A Survey on Speech LLMs

https://arxiv.org/pdf/2410.18908


Contents

2.Recent Advances in Speech LLMs

  1. Evolution of Speech LLMs Architectures
  2. Advancements of Speech LLMs in Key Tasks and Challenges


2. Recent Advances in Speech LLMs

(1) Evolution of Speech LLMs Architectures

Challenges in the field of SLU

  • (1) Long-form speech understanding
  • (2) Hotword recognition

\(\rightarrow\) Begun to explore the integration of “LLMs into SLU”


a) Transformer + (Traditional) Speech Models

[1] Speech-Transformer (Dong et al. (2018))

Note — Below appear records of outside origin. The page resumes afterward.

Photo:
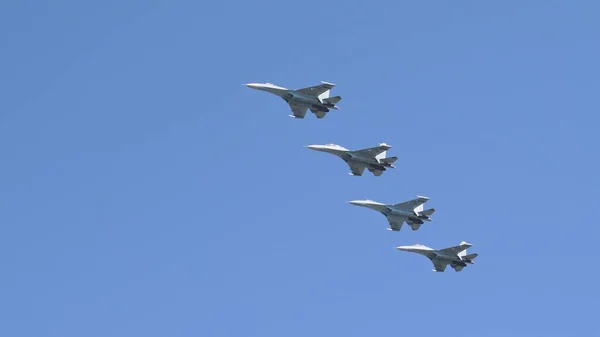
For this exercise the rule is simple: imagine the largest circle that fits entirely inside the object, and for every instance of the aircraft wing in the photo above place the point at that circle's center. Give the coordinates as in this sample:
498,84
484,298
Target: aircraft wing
375,172
396,222
316,90
412,204
371,152
298,110
356,170
452,250
320,114
415,226
438,265
457,268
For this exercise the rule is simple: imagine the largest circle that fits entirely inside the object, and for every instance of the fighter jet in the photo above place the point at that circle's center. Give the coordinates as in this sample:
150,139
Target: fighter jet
315,98
456,256
410,212
372,158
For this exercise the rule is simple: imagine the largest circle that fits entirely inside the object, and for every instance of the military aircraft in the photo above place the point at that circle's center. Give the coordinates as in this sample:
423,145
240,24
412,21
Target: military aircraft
372,158
315,98
456,256
410,212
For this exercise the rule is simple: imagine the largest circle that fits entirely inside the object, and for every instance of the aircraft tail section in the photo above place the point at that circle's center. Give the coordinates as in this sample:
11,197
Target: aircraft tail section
331,100
381,156
389,160
428,212
470,256
324,95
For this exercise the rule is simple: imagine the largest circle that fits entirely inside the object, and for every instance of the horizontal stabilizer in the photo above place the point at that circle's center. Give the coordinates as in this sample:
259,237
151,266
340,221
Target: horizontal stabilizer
428,212
390,159
333,100
470,256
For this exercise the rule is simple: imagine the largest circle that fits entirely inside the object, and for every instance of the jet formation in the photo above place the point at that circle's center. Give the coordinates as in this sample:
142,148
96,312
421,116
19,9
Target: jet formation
317,99
372,158
410,212
456,256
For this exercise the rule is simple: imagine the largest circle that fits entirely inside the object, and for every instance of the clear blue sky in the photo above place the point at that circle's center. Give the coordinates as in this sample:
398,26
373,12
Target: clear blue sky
145,192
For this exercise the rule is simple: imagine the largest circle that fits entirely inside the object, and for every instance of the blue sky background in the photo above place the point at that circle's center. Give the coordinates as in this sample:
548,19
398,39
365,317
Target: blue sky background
145,192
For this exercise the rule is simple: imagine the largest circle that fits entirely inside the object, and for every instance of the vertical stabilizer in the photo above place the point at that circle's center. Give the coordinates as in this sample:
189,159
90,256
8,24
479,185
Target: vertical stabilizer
381,156
324,95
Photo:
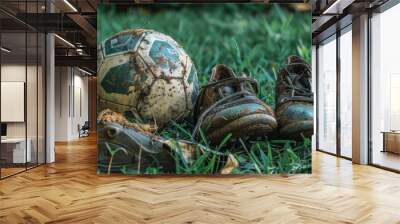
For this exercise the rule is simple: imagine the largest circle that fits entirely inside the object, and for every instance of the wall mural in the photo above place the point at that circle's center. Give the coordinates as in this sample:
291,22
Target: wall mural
204,89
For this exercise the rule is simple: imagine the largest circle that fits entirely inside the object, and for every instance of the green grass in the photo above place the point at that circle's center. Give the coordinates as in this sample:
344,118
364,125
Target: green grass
254,39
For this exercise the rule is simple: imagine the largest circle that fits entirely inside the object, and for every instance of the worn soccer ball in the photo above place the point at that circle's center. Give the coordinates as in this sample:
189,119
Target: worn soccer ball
147,73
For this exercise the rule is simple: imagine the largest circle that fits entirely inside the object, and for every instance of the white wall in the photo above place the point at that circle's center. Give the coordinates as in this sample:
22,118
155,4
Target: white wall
71,102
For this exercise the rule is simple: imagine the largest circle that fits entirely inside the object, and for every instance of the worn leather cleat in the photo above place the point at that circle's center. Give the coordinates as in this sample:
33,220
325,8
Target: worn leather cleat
295,109
122,147
228,104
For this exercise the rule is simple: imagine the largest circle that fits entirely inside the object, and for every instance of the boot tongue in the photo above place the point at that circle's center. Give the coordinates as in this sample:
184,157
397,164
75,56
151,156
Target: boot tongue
297,65
221,72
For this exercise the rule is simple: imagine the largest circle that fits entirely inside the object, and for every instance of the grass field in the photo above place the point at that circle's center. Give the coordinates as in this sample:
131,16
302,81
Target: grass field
254,39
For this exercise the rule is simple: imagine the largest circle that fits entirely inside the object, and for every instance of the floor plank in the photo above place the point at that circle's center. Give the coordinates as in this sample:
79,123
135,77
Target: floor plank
70,191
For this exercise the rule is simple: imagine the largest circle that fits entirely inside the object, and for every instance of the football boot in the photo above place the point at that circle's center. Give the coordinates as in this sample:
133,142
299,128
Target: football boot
228,104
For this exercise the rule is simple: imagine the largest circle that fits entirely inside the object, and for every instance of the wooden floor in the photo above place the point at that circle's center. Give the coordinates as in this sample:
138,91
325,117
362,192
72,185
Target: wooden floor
70,191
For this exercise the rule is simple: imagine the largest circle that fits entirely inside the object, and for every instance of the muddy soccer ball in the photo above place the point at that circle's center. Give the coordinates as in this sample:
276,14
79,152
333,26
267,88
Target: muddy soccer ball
147,73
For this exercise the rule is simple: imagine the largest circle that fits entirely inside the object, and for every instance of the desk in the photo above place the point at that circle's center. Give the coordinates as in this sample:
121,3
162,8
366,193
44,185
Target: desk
391,141
13,150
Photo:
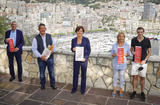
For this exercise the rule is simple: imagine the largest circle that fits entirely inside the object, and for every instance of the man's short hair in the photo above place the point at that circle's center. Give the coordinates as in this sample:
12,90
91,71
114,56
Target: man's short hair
41,24
140,28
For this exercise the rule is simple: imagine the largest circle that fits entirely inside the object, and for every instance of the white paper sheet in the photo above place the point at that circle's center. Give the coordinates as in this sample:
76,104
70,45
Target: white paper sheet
79,53
46,53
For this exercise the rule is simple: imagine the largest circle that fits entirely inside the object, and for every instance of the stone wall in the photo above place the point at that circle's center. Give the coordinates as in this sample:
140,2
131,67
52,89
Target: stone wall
99,72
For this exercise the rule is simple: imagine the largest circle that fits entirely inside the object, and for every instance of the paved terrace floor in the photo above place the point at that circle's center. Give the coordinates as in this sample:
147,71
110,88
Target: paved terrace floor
28,92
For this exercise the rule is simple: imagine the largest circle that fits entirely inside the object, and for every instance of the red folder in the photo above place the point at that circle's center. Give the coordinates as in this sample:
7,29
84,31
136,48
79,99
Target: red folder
120,55
137,56
11,45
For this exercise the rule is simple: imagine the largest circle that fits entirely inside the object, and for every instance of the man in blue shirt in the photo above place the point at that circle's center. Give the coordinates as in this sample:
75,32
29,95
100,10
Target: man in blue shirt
18,41
40,42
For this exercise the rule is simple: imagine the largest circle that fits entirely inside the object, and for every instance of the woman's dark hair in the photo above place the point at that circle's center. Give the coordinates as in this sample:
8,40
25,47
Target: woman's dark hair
140,28
41,24
78,28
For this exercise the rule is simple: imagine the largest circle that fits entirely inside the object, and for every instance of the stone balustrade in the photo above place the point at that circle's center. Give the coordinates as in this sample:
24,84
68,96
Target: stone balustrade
99,72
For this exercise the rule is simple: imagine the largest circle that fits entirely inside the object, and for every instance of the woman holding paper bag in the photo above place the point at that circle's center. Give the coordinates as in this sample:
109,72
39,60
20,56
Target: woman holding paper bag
81,48
119,52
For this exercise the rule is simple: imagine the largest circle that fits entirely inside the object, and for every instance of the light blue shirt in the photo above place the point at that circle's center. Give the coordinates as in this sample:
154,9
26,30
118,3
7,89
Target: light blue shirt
13,36
34,46
115,64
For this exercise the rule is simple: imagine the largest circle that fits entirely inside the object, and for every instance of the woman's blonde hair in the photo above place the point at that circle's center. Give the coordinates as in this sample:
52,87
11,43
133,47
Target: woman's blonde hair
119,35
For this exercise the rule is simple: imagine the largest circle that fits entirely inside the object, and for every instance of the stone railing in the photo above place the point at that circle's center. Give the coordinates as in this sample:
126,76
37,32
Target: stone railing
99,72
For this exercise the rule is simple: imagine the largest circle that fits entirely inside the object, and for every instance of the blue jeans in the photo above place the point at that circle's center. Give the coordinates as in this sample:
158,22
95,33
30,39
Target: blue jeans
42,67
76,68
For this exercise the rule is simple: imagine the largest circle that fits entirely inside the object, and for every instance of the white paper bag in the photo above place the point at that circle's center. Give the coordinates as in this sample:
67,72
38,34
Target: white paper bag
46,53
79,54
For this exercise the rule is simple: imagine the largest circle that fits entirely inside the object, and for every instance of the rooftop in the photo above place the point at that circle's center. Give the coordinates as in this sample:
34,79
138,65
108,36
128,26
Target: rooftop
28,92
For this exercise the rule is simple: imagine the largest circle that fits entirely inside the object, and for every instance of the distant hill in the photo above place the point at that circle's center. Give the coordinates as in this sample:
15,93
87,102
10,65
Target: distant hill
85,2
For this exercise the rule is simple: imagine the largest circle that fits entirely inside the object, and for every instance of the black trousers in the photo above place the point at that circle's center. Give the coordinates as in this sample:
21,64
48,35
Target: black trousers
18,57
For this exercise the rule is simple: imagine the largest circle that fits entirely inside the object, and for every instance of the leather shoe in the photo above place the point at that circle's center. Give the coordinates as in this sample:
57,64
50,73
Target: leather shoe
20,80
42,87
11,79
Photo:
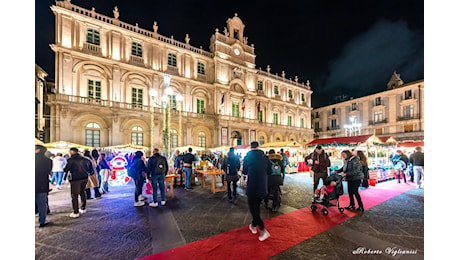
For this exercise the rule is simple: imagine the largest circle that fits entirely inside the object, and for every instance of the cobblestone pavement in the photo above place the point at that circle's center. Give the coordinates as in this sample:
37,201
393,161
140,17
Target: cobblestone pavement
114,229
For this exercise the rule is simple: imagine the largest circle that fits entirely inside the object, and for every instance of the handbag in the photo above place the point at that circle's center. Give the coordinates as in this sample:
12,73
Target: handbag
93,182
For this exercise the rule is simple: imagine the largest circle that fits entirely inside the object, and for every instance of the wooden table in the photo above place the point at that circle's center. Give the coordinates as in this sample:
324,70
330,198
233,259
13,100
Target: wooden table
170,178
213,174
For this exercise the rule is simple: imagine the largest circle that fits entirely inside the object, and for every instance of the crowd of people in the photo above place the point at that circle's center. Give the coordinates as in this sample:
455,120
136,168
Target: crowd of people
264,172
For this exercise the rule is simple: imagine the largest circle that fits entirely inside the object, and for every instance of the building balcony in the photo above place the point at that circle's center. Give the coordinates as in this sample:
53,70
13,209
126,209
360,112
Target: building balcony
136,60
408,117
92,49
384,121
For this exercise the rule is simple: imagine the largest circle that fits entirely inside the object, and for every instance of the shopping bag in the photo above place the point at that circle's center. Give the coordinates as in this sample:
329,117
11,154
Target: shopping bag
148,188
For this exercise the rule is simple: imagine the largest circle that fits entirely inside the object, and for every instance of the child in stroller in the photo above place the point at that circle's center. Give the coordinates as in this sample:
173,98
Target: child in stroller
332,189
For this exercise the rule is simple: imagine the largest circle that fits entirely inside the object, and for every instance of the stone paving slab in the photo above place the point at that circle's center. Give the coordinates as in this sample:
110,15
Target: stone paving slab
114,229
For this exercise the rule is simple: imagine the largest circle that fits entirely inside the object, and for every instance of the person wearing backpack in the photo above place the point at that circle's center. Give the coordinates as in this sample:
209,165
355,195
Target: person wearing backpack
137,172
231,164
354,175
275,180
157,168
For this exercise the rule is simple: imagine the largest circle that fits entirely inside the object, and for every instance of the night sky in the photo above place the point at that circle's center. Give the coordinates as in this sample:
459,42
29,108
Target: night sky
344,47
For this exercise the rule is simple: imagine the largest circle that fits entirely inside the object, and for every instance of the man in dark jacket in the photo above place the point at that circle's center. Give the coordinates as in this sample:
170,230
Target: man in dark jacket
43,166
80,168
400,162
257,167
275,180
138,174
157,168
417,160
320,162
231,166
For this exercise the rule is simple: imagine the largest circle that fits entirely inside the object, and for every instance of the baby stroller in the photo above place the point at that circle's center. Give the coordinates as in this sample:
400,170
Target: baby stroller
333,195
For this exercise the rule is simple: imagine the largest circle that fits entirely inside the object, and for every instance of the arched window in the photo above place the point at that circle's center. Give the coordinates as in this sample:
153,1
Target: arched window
202,139
93,135
174,138
137,135
261,140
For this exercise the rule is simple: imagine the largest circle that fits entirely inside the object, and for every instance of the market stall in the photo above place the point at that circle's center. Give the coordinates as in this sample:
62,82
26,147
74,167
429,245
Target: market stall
63,147
293,150
378,153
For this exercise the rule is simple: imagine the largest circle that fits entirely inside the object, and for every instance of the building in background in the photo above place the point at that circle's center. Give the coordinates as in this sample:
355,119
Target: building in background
398,111
111,76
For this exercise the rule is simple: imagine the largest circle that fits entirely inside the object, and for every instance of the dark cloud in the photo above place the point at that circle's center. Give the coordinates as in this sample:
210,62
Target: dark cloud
367,62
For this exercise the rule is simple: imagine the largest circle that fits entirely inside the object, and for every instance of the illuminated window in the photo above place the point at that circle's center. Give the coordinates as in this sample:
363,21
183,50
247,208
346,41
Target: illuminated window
261,140
260,85
199,106
93,135
174,138
136,49
275,118
92,36
94,89
137,135
200,68
172,59
202,139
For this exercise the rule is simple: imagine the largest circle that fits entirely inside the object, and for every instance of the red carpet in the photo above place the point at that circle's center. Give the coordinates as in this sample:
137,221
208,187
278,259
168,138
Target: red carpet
286,230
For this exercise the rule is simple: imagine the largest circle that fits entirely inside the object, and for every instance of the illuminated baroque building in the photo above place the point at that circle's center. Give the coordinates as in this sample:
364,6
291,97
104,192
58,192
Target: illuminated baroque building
110,77
396,112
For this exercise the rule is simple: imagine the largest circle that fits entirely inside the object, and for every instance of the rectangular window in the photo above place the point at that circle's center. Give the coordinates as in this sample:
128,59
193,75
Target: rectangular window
92,36
260,116
200,106
407,94
202,141
136,49
93,138
172,59
408,112
275,118
260,85
378,116
94,89
136,96
334,123
200,68
354,107
235,109
137,138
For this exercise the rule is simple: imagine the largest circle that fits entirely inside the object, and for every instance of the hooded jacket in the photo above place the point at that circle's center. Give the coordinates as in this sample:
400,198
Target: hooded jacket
257,167
274,180
43,167
79,167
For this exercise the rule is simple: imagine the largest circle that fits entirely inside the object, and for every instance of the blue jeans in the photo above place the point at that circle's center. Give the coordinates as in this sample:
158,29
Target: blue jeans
41,199
188,175
57,176
158,180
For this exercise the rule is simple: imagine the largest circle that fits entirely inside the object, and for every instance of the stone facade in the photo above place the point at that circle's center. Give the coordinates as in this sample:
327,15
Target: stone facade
398,111
106,70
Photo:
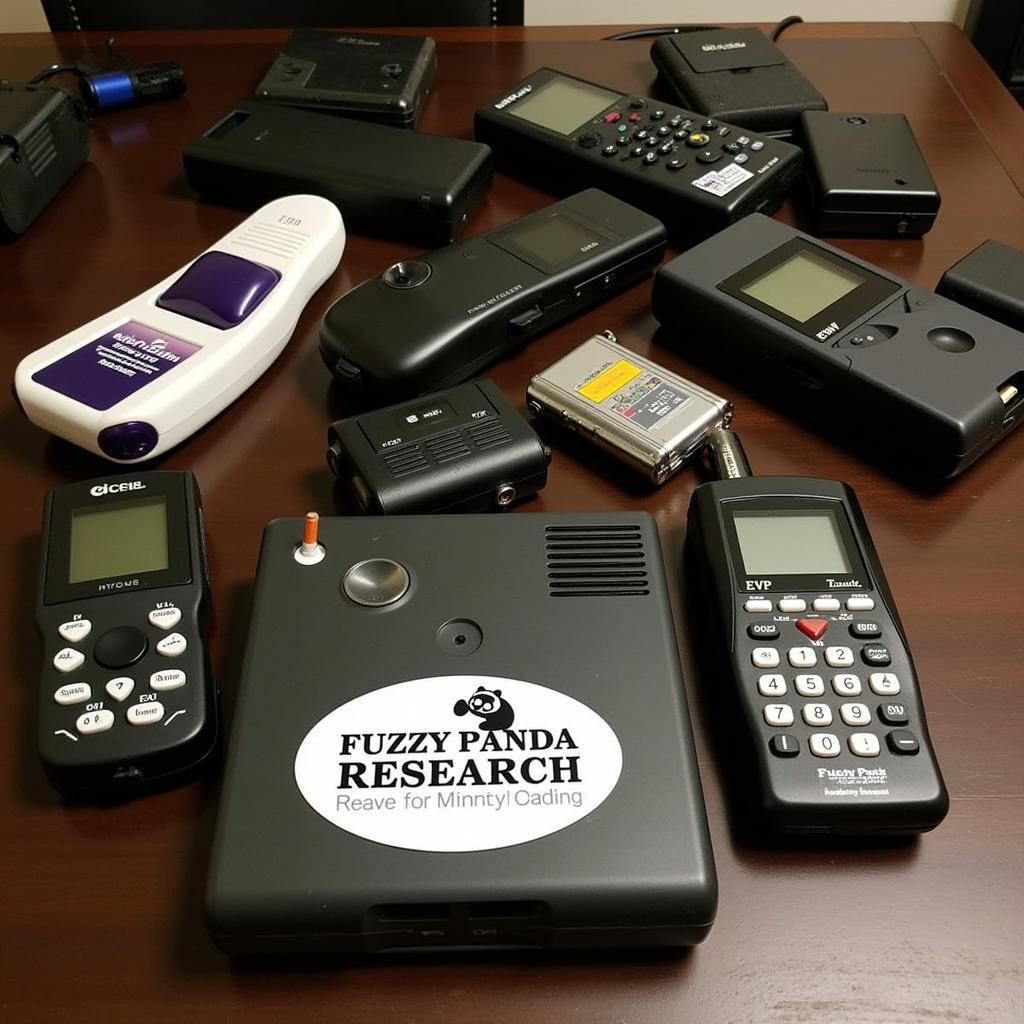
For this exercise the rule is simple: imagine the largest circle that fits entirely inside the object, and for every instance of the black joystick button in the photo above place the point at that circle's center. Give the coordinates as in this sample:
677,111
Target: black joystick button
120,647
408,273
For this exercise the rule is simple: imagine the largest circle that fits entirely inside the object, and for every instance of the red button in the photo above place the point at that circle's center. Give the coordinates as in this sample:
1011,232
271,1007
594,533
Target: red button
812,627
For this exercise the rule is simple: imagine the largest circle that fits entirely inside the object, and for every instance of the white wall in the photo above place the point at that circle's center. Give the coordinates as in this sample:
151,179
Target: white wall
723,11
27,15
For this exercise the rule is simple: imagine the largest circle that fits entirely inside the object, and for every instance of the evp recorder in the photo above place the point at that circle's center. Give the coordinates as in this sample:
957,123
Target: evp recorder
482,783
890,357
141,378
693,173
435,321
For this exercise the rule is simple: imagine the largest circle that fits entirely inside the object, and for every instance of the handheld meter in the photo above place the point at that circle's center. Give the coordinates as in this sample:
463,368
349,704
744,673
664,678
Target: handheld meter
822,690
694,173
126,696
884,355
432,322
140,379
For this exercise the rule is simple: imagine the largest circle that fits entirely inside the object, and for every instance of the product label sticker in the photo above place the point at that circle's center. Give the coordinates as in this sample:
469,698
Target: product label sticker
458,763
722,182
608,381
105,371
648,401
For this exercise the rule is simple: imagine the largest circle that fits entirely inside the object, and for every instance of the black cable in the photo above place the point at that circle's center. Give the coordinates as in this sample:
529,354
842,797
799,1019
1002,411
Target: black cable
55,70
665,30
783,25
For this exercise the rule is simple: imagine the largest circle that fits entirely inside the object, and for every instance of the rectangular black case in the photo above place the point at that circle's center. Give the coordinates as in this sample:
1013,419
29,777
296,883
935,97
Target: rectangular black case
866,175
377,78
530,608
44,138
387,182
904,375
990,281
738,75
462,450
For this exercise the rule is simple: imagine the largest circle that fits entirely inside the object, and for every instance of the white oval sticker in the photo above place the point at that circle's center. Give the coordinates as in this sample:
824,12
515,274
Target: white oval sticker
458,763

( Title: A no-recurrence sequence-to-sequence model for speech recognition )

  • (1) Task: Speech Recognition

  • (2) Idea: End-to-end speech recognition system based on the Transformer


[2] Conformer (Gulati et al. (2020))

( Title: Conformer: Convolution-augmented Transformer for Speech Recognition )

  • (1) Task: Speech Recognition

  • (2) Idea: Combines CNN with Transformer
    • Transformer: Capture content-based “global” interactions
    • CNN: Exploit “local” features
  • (3) Results: Make the Transformer more robust in processing speech signals!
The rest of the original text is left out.